As for inventories, it is expected to continue growing in almost “all metro areas,” Zillow said, noting that inventory is predicted to get close to pre-pandemic levels by the end of this year.
Regarding interest rates, Lisa Sturtevant, chief economist at real estate data company Bright MLS, said in a July 17 commentary that higher rates were preventing many homeowners from selling properties as they are hesitating to give up current low rates and take up a higher-rate mortgage.
“As home prices soften, sellers are going to be further reticent to sell because they are less likely to get the price they want for their home,” Sturtevant said.
“What does this mean for the housing market in the second half of 2025? It is likely going to continue to be a slow market. Mortgage rates will remain in the mid- to high-6 percent range. Existing home sales likely will track around last year’s levels while new home sales will drop below 2024.”
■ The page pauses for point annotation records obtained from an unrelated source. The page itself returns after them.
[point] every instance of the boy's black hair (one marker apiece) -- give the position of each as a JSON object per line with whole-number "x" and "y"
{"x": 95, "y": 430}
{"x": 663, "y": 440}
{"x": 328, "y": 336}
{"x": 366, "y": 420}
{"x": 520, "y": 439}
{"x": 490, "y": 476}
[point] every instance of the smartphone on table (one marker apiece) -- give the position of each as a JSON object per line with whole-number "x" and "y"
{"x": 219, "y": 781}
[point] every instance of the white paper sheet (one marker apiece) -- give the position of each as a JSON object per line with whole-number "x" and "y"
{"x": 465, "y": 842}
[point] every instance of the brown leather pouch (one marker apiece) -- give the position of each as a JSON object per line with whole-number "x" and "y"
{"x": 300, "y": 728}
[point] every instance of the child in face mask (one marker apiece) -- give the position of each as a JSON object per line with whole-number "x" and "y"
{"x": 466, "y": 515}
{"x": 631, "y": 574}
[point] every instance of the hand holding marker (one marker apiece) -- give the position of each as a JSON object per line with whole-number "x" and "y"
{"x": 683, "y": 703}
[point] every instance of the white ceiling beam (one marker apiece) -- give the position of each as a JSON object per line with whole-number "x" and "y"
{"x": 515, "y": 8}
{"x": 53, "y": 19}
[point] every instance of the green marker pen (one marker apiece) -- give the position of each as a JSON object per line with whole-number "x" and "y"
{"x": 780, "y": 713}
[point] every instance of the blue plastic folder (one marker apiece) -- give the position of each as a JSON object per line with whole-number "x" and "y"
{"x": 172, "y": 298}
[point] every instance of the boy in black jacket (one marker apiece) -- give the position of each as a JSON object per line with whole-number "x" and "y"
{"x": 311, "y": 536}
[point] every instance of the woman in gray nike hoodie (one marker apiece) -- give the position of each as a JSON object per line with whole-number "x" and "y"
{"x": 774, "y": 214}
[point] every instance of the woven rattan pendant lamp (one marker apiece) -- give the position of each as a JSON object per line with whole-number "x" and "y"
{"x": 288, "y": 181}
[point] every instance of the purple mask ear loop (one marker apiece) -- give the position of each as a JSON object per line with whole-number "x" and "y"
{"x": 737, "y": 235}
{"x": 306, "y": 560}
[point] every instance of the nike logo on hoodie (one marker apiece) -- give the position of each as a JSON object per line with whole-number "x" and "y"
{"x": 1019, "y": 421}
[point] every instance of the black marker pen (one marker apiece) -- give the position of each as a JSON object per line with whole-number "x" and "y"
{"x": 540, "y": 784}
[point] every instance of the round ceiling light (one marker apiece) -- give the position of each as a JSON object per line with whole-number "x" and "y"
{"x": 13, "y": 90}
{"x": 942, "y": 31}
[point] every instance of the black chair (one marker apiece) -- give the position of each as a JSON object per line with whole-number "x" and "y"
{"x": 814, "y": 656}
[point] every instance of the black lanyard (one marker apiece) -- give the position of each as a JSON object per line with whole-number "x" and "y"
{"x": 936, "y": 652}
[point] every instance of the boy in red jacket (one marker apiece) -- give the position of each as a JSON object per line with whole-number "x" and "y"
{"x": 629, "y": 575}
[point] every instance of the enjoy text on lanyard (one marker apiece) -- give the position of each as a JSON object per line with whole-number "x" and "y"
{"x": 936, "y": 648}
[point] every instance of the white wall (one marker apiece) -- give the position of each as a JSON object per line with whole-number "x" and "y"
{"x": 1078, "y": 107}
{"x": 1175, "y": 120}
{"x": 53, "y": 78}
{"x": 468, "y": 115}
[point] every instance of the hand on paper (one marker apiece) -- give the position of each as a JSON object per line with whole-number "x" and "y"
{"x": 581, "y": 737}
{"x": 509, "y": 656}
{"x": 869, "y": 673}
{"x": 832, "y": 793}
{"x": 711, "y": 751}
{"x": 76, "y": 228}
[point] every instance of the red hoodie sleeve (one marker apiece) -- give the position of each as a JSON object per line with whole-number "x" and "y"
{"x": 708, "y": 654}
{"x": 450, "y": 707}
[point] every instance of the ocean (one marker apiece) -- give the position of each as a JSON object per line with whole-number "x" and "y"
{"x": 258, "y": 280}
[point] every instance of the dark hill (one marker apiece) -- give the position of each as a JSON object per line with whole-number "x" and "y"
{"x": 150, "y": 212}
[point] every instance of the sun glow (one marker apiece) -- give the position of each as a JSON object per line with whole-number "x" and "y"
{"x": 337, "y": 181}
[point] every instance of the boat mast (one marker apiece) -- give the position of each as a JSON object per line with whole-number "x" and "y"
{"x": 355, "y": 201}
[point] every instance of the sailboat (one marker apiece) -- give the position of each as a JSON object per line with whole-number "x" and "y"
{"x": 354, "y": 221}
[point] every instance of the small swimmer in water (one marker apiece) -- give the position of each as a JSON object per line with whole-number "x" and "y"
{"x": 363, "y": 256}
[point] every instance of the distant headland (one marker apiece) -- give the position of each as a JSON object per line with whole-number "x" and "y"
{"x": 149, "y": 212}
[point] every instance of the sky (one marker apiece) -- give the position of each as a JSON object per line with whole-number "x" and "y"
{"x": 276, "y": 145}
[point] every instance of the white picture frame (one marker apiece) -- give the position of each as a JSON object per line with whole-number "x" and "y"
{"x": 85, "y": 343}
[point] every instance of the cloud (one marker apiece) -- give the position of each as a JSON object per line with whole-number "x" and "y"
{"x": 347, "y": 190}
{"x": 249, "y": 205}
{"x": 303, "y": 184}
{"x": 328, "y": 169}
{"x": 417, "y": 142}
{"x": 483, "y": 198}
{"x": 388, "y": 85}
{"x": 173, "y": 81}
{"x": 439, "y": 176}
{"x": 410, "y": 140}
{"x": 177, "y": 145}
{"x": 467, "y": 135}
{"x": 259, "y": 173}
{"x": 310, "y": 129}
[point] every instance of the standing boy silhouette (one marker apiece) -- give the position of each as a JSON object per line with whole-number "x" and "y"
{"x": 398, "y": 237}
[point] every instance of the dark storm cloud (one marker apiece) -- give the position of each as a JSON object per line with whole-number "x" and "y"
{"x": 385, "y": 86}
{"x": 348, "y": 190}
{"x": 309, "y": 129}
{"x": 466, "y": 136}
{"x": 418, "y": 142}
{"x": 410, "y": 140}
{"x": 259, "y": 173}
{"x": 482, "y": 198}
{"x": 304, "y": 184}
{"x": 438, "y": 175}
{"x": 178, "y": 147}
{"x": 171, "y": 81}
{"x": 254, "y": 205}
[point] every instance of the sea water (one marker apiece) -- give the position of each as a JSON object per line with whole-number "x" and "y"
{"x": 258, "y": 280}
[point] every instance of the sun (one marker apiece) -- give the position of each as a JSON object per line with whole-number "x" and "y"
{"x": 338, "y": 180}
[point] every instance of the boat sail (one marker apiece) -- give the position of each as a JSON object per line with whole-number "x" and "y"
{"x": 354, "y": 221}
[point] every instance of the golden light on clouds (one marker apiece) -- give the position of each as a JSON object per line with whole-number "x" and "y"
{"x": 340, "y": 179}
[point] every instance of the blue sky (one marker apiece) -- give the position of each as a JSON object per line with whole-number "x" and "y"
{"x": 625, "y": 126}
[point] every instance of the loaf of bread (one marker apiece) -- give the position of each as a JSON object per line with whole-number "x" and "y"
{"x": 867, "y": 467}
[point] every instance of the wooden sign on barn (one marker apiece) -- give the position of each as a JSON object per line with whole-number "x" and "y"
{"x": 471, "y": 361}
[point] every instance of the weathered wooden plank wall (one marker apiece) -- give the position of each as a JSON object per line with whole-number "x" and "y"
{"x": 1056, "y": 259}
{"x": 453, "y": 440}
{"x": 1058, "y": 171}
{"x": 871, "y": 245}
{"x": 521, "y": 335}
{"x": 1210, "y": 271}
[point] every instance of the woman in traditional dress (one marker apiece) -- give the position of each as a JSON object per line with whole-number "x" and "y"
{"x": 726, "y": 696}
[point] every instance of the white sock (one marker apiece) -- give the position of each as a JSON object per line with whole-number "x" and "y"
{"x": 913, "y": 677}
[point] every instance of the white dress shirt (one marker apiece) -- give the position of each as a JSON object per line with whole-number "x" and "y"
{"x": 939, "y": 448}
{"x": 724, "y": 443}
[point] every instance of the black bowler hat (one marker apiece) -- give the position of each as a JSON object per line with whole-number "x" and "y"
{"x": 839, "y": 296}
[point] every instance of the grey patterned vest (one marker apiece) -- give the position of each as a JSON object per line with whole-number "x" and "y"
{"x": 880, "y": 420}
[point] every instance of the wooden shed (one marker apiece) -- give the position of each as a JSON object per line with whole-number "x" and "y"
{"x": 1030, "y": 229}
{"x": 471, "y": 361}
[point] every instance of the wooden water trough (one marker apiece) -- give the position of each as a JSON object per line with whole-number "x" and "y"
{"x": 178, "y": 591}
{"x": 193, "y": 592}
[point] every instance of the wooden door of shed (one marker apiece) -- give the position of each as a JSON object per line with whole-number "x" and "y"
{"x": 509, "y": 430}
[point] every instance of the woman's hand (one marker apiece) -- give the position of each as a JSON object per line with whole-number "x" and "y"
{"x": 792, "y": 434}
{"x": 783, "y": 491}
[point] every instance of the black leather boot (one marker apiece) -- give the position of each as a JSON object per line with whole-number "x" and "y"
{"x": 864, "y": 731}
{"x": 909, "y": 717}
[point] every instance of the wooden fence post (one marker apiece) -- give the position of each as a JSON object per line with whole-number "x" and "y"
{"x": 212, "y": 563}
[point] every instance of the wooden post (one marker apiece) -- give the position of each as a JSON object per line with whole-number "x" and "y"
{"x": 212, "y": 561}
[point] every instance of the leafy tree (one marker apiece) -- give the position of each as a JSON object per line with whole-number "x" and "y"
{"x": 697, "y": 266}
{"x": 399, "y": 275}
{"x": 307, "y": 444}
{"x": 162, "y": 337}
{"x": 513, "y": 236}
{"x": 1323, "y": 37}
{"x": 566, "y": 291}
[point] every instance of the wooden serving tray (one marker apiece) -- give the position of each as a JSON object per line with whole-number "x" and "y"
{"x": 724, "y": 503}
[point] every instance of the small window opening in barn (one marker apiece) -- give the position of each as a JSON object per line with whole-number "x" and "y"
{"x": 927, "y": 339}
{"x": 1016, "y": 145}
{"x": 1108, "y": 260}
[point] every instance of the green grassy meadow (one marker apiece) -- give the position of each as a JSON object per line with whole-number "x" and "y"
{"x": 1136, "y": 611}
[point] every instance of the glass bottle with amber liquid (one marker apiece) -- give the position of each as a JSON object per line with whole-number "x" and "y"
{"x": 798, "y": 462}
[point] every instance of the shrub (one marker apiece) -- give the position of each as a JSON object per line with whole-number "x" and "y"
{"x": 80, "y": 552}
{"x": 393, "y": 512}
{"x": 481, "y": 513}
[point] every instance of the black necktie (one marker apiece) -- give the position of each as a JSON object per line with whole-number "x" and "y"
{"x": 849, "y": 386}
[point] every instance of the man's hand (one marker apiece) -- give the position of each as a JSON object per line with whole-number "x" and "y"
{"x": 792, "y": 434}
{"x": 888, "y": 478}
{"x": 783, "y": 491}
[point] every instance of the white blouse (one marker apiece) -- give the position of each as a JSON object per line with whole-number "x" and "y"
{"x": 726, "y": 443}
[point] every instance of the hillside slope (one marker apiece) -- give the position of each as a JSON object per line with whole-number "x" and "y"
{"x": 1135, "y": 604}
Any significant decline in mortgage rates may necessitate a sizable fall in the Federal Reserve’s interest rates, which have remained unchanged in a range of 4.25 percent to 4.5 percent since last year.
Fed Chair Jerome Powell has given no indication that any immediate rate cut may come into effect, thereby providing support for mortgage rates. The next meeting of the Fed is set to take place on July 29 and 30.